Раскольники песни поют около Вас, когда Вы служите, Вам больно, обидно, - не зовите следователя и земского начальника... прощайте и молитесь о заблудших, заставьте плакать с собой тех, кто с Вами молится, и только этим путем, только великим страданием сердца, соединенным с великой любовью, Вы растопите ту ледяную кору около себя, которую напрасно стараетесь пробить ударами кулака...
...Таков закон. Этот закон освятил своими страданиями Сам Искупитель".
Когда читаешь это письмо, с великим волнением вспоминаешь "Соборян" и думаешь: неужели после факта такого письма одного благонамереннейшего священника к другому такому же кто-нибудь усомнится в обоснованности скорби отца Савелия?
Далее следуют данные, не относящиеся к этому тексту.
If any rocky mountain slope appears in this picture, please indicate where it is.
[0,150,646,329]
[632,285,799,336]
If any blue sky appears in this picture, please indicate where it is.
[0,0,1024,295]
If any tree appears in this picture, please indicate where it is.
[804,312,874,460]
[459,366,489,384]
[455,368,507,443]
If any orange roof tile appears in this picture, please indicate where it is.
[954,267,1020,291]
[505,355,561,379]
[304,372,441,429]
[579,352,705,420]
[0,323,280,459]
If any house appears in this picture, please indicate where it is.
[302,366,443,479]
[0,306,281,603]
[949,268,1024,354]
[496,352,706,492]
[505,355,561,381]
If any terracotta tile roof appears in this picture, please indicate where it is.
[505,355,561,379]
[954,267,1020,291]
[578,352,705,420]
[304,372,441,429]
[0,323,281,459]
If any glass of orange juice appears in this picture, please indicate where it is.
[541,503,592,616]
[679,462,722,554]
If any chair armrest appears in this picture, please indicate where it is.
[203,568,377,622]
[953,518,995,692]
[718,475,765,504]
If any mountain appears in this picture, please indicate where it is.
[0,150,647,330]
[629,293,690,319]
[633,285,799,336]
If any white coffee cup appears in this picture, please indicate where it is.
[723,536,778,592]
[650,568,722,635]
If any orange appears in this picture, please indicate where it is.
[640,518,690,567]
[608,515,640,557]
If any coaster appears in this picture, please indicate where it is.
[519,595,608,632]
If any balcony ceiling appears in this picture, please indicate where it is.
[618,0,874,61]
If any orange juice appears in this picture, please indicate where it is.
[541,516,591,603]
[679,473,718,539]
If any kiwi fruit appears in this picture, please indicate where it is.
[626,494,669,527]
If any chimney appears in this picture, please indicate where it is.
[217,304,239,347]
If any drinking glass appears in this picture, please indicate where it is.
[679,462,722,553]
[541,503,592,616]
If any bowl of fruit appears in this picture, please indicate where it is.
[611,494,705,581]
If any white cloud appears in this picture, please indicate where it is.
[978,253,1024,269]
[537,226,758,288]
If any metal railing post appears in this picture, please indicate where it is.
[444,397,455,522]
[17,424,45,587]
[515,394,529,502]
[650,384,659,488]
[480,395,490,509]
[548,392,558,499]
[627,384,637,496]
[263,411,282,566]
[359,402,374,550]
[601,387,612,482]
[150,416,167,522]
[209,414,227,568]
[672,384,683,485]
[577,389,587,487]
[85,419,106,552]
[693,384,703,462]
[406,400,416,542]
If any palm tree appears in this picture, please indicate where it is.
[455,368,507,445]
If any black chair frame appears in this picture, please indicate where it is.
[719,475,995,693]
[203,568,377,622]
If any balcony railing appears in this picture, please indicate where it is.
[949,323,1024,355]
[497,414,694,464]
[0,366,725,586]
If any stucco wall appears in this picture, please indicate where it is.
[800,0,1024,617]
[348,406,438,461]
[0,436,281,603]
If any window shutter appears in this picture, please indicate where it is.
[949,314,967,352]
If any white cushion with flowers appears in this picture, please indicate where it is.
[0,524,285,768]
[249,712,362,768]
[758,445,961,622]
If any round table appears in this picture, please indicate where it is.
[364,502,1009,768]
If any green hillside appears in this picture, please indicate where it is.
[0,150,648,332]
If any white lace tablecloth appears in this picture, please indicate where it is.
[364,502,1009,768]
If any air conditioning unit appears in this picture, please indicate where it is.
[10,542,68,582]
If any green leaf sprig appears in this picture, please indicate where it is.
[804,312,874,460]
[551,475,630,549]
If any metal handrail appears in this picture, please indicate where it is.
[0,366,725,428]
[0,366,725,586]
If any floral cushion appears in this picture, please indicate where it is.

И неужели действительно церковное руководство 60-х годов прошлого века приняло этот роман Лескова только как литературную блажь?
Окончание письма такое:
"Но Вы знаете, конечно, что священство есть не только великий крест, но и великое счастье, величайший дар Божий на земле. Оно есть источник неизъяснимых духовных радостей, которые мирянам недоступны, и вот в этой радости иерей Божий почерпает ту силу, которая так необходима ему, чтобы не упасть под тяжестью креста. В молитвенном подвиге духа, в благодатной близости к престолу Божию почерпает он средство против уныния и обновления духом для продолжения трудов. Нет на земле никакого другого более высшего духовного наслаждения и радости как предстоять престолу Господню и совершать таинство Евхаристии... да не лишит же Господь Бог всемилостивый нас с Вами, честный отче, этого высшего наслаждения духовного до последней минуты нашей жизни! Будем молиться, терпеть, страдать и любить, а дальше - да будет воля Божия".
Письмо помечено 14 мая 1898 года, т.е. оно писано через девять лет после посвящения. Вот еще один документ того времени - письмо отца к свящ. М. Хитрову о школьной работе:
"Настала пора отрешиться от мысли о непогрешимости программы церковноприходской школы. Мальчик, окончивший церковноприходскую школу, из всех дивных притчей Спасителя, в которых так осязательно выражено все учение христианское, обязан знать только три! Мальчик, вышедший из школы до окончания ее, ничего не знает о Лице Христа и учении Его, так как запрещается (подчеркнуто в письме) говорить об этом, пока не прошли Ветхого завета. А между тем таких (подчеркнуто в письме) детей большинство, так как в селах не кончают курса до 60% учащихся! С чем же они выходят из школы? Ну не грустно ли все это?".
Если "без указания консистории" пастырям было невдомек молиться о любви, то, конечно, логично и то, что "запрещалось" говорить о христианстве, "пока не прошли Ветхого завета".
В 1892 году отца перевели из Белостока священником "Мертвого дома" - московской Бутырской тюрьмы. - и он со всей горячностью своей натуры погрузился в громадную работу проповеди христианства среди заключенных. Это была целая эпоха жизни, продолжавшаяся пятнадцать лет и надорвавшая его силы. Для начала ее характерно письмо его к С. А. Рачинскому от 15 января 1893 года:
"Причина моего молчания очень проста. Я просто-напросто, попав в Москву, завертелся в круговороте дел и забот... Тюремное дело такое сложное дело, что тут не только один священник, но и десять могли бы быть полезными. Это целый мир особых людей, более всего ищущих духовной жизни, помощи... Просто теряешься от той громадной области духовных нужд, какую представляет из себя тюрьма. Ведь здесь постоянно средним числом 2500 человек заключенных! Это целый городок людей духовно больных, людей, наиболее восприимчивых к духовному свету. И вот приходится теряться в громаде дел и впечатлений. Пойдешь по камерам, зайдешь в одну, другую - полдня прошло; как вспомнишь, что еще 45 камер, так и руки опускаются. А тут еще литературное дело; какое ни на есть, а все время отнимает часа три в день.
К тому же характер у меня самый противный: за все берусь, не рассчитывая своих сил и возможностей, всюду разбрасываюсь, затягиваюсь, поэтому никогда не вижу осязательных результатов своей большой, но бестолковой деятельности; от этого часто впадаю в уныние".